Stocks had been ripping higher prior to this week, as investors cheered the prospects of the economy recovering as states and countries eases quarantine measures.
"We had gone straight up more than 30% without a real sell-off, so you're due for one, and I don't think it's the worst thing in the world," said JJ Kinahan, chief market strategist at TD Ameritrade. "As more states get back, the question becomes: Are they going to ramp up fast enough to please Wall Street? What you're seeing is it'll be hard to do that."
The S&P 500 and Dow remain more than 37% above the intraday lows reached on March 23. Most of those gains have been driven by stocks that would benefit from the economy reopening, including airlines, cruise lines and retailers.
"Some of these stocks may have gotten ahead of their skis," said Kinahan. "When you see some of the airlines being priced at the levels they were before this all started when they say they're going to do 60% of their business just doesn't make sense."
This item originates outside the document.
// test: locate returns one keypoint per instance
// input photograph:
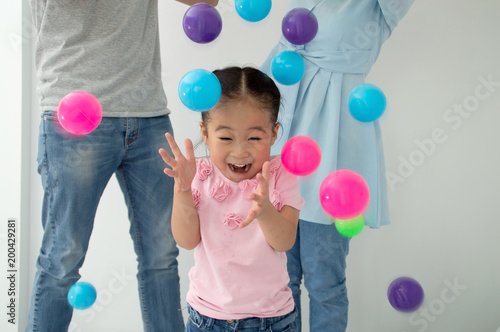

The decline this week at one point pushed the S&P 500 back below its 200-day moving average, a widely followed level by traders. It managed to re-top the moving average by the end of the week.
"Once the S&P 500 crossed above the 200-day moving average [last month], it gave investors the green light to buy stocks; it said things are OK with the economy," said Mitchell Goldberg, CEO of ClientFirst Strategy. "It also signaled hedge fund managers who got too heavy into cash are now way behind their benchmarks and are now performance-chasing."